Choosing Colored Ball, probability of second choice not knowing first

Question

There are 50 balls in an urn, 30 are red and 20 are blue. If a single ball is taken and we don't look at its color, what is the probability that the second ball is red?

I know that there is a 60% chance of choosing a red ball from the first choice, and 40% of not. That means for the second ball there is either (29 choose 1)/(49 choose 1) 60% of the time or (30 choose 1)/(49 choose 1) 40% of the time. I then multiplied the probabilities (60% and 40%) by each of the options and got a 60% chance of the second ball being red. Is this the correct way to approach this problem?

Answer 1

Any of the $50$ balls is equally likely to be the second ball drawn. The probability that this second ball is red therefore is ${3\over5}$.

Answer 2

Yes, your solution is correct. However, the problem statement doesn't explicitly state that we don't replace the balls, but we will make that assumption.

If the first ball is red with probability $\frac{30}{50}$ then the second ball is red with probability $\frac{29}{49}$

If the first ball is blue with probability $\frac{20}{50}$ then the second ball is red with probability $\frac{30}{49}$

All together, we get

$$\frac{30}{50}\cdot \frac{29}{49}+\frac{20}{50}\cdot \frac{30}{49}=0.6$$

which agrees with your solution.

Answer 3

Possible outcomes for drawing two balls (without replacement) are Blue(1st) and Red (2nd) or Red (1st) and Red (2nd)
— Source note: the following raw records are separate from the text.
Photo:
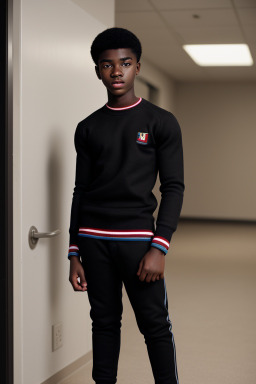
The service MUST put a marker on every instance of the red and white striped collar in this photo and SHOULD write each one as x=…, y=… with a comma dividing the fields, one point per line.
x=123, y=108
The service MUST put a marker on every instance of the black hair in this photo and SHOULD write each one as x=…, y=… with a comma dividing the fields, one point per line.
x=114, y=38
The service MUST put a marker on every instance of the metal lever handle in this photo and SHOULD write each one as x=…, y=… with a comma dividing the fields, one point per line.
x=34, y=235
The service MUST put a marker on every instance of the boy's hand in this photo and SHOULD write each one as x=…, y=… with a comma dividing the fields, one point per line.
x=151, y=266
x=76, y=271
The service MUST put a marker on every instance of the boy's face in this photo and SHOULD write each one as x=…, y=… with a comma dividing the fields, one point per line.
x=117, y=69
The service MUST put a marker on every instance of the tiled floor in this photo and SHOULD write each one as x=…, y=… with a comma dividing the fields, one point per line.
x=210, y=274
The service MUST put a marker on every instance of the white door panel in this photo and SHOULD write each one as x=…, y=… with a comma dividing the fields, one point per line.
x=58, y=88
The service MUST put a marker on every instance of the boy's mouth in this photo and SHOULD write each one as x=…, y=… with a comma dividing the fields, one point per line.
x=117, y=84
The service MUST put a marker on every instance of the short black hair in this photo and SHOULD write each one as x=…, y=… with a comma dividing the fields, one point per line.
x=114, y=38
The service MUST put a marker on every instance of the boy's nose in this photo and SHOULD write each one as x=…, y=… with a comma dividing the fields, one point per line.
x=116, y=71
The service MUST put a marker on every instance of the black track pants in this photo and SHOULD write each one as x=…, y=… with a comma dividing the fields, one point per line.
x=107, y=265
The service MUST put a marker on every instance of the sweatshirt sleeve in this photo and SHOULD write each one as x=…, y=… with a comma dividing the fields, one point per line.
x=82, y=179
x=171, y=174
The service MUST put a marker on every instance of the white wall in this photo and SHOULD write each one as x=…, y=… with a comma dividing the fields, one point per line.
x=53, y=78
x=218, y=122
x=162, y=82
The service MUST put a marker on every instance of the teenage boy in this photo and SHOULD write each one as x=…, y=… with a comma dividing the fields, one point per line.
x=113, y=237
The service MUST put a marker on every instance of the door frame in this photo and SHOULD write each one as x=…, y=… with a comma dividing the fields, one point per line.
x=6, y=192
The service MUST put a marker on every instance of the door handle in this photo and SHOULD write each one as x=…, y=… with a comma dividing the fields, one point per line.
x=34, y=235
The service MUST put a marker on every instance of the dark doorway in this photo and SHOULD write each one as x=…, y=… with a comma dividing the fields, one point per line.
x=6, y=199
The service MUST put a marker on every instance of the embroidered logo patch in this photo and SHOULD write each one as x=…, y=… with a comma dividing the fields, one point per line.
x=142, y=138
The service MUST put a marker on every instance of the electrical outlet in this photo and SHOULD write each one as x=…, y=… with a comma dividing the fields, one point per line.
x=57, y=336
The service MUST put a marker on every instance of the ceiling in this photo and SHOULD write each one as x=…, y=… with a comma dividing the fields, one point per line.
x=163, y=26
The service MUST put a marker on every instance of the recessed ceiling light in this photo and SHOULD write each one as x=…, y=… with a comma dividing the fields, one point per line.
x=220, y=54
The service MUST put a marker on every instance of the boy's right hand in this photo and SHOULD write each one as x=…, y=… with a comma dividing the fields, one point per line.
x=76, y=271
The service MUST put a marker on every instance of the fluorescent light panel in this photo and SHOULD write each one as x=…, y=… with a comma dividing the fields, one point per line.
x=220, y=54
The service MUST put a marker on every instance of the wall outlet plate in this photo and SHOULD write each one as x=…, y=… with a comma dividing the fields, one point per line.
x=57, y=336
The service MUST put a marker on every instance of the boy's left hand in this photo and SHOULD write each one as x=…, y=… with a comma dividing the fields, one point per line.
x=151, y=267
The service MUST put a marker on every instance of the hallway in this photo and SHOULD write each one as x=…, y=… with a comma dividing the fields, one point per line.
x=211, y=285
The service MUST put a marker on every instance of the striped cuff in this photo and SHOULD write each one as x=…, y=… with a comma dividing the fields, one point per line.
x=73, y=250
x=160, y=243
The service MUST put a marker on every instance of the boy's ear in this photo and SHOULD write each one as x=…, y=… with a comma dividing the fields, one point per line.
x=138, y=65
x=97, y=72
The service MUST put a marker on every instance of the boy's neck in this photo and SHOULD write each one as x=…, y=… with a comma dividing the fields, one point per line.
x=121, y=101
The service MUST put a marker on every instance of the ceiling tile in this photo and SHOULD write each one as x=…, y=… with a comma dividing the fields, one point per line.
x=133, y=5
x=211, y=35
x=190, y=4
x=214, y=18
x=134, y=20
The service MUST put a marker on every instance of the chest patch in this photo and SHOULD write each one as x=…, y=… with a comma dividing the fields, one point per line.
x=142, y=138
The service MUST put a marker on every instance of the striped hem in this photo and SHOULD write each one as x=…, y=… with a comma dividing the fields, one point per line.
x=161, y=243
x=73, y=250
x=114, y=234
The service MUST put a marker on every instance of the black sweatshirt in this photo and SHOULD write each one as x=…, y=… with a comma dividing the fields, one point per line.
x=119, y=153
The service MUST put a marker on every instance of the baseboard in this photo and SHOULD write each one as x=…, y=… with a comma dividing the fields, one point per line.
x=69, y=369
$P(BR\ or\ RR)=P(BR)+P(RR)- P(BR \cap RR)= \frac{20}{50}\times\frac{30}{49}+\frac{30}{50}\times\frac{29}{49}-0 = \frac{1470}{2450}=0.6$

Answer 4

Note: $$P(R_1\cap R_2)+P(B_1\cap R_2)=P((R_1\cap R_2)\cup (B_1\cap R_2))=\\ =P((R_1\cup B_1)\cap R_2)=P(R_2).$$ Also note: $$P(R_1\cap R_2)+P(B_1\cap R_2)=P(R_1\cap R_2)+P(R_1\cap B_2)=\\ P((R_1\cap R_2)\cup (R_1\cap B_2))=P(R_1\cap(R_2\cup B_2))=P(R_1).$$

Answer 5

Yes, your solution is correct.

Here is another way of looking at the problem:

If we select the balls without replacement one by one, we create a sequence of $50$ balls, where the $k$th ball in the sequence is the $k$th ball selected. Of these $50$ balls, $30$ are red. Since the balls are randomly selected, a red ball is equally likely to be anywhere in the sequence. Hence, the probability that a red ball will be in the $k$th position of the sequence is $$\frac{30}{50} = \frac{3}{5}$$ which means the probability that the $k$th ball selected from the urn is also $3/5$. In particular, the probability that the second ball selected from the urn is red is $3/5$.